La grosse question qui a agité les commentaires (et que je n’avais pas vu venir) est la suivante : est-il préférable pour le collectif de ne pas voter si l’on est pas sûr de la réponse ? Le débat était passionnant à suivre, parfois même un peu houleux…
Certains soutenaient qu’un vote basé sur une pure intuition risquait de brouiller les résultats, tandis que d’autres estimaient qu’il valait mieux participer, même sans certitude. Pour essayer d’y voir plus clair, faisons encore une petite simulation. Imaginons une question où :
- 20% participants connaissent la réponse
- 80% n’ont aucune idée.
Les 80% doivent-ils essayer quand même ou s’abstenir ? La simulation est simple : imagions que ceux qui savent sélectionnent la bonne réponse et que les autres répondent au hasard.
Résultat : avec un petit groupe de 100 personnes (20 qui savent et 80 qui répondent au hasard), la majorité donnera la bonne réponse… 99.4% du temps. Autrement dit, les 80 réponses hasardeuses ne réduisent les chances de victoire que de 0.6%.
Et avec un groupe plus conséquent de 1 000 personnes (200 qui savent et 800 qui répondent au hasard), il n’y a plus aucun doute, la majorité sera systématiquement bonne. On peut aussi varier la proportion de joueurs qui connaissent la bonne réponse (que se passe-t-il si on a 5% de participants qui connaissent la bonnes réponse et 95% qui répondent au hasard ? ). On obtient ce graphique :
Si la proportion d’experts est vraiment faible (par exemple 5%) et que le groupe est de petite taille, alors effectivement, les réponses hasardeuses peuvent affecter le choix collectif. Mais dans le cadre de notre expérience, avec près de 10 000 votants. (l’échelle du graphique ci-dessus ne monte qu’à 1 000 votants), le fait que 95% des gens répondent au hasard n’aura aucun impact sur le choix majoritaire.
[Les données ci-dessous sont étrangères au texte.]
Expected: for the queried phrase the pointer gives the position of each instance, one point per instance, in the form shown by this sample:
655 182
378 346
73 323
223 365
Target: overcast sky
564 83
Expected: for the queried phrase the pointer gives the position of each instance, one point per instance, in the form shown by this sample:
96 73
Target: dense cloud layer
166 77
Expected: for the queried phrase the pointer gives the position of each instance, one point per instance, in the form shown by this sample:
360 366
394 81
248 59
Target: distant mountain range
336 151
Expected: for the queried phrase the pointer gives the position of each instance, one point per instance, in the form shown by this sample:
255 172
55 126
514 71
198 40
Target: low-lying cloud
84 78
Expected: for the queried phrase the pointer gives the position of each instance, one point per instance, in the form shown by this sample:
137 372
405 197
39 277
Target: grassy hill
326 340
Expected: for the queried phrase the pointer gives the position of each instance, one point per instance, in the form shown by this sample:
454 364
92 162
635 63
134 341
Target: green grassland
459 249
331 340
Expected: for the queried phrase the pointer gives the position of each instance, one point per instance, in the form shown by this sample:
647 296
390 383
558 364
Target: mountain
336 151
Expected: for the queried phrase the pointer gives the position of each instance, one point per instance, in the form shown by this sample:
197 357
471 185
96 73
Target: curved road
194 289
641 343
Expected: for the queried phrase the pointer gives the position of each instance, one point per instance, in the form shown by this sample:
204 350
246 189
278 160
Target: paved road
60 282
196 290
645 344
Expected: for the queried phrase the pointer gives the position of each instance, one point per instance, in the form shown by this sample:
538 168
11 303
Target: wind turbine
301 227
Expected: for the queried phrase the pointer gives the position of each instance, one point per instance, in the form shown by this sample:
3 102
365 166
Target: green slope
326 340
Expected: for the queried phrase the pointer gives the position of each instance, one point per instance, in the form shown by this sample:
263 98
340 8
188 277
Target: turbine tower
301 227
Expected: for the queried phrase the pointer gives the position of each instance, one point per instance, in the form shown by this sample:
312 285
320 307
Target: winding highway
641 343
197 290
Derrière ce phénomène se cache la loi des grands nombres : plus le groupe est grand, plus les réponses aléatoires vont se répartir équitablement entre toutes les options, et ceux qui savent vont donner un avantage majoritaire à la bonne réponse. Statistiquement, ceux qui votent au hasard, c’est comme s’ils n’avaient pas existé. Donc, que vous soyez sûr ou non, vous pouvez voter sans crainte : cela ne changera rien à la réponse collective. En revanche, moins il y a de participants, plus il y a un risque que la malchance fasse basculer le vote vers une mauvaise réponse.
Mais en réalité, c’est un peu plus compliqué que ça. Il y a un élément qui va venir parfois semer le trouble : les questions pièges 😱
Comment être sûr ?
Sur la simulation précédente, on imagine que ceux qui sont sûr de la bonne réponse vont effectivement… donner la bonne réponse. Mais c’est loin d’être toujours le cas ! Pour les questions pièges, par exemple, ceux qui se laissent avoir sont souvent certains de leur mauvaise réponse. Exemple avec la conjugaison du verbe acquérir :
Dire “j’acquérirai” est une erreur courante, mais de nombreuses personnes sont persuadées que c’est la bonne réponse. Plusieurs commentaires me l’ont confirmé : “J’étais pourtant sûr de ma réponse !”. Autrement dit, la règle “ne répondez que si vous êtes sûrs” ne va pas non plus fonctionner dans ces cas-là car la confiance n’est pas corrélée à la précision.
Petite parenthèse : ce phénomène ne se limite pas aux quizz. Dans un scrutin politique, par exemple, un candidat manipulateur et démagogue peut donner l’illusion d’être la « bonne réponse » grâce à des techniques rhétoriques ou des promesses séduisantes. Beaucoup d’électeurs, convaincus d’avoir fait le bon choix, tomberont alors dans un piège collectif. La démagogie, donc, est à mon sens un vrai danger pour la démocratie, car elle exploite ce décalage entre confiance perçue et réalité objective. Et certains politiciens sont de véritables virtuoses de cette manipulation…
Revenons à nos moutons… Tous les pièges ne sont pas aussi évidents qu’une erreur de conjugaison. Par exemple, dans la question où vous avez chuté, l’option “Les Olympiens” a reçu le plus de votes. Pourquoi ? Probablement parce qu’elle était sensiblement plus attirante que les autres. L’astronomie est souvent associée à la Grèce antique, à ses dieux, et à la mythologie. Ce lien logique mais erroné a renforcé la confiance des participants dans une mauvaise réponse. En appliquant la règle “ne votez que si vous êtes sûrs”, une grande partie des participants aurait jugé cette association suffisamment solide pour voter avec assurance, même si elle était incorrecte.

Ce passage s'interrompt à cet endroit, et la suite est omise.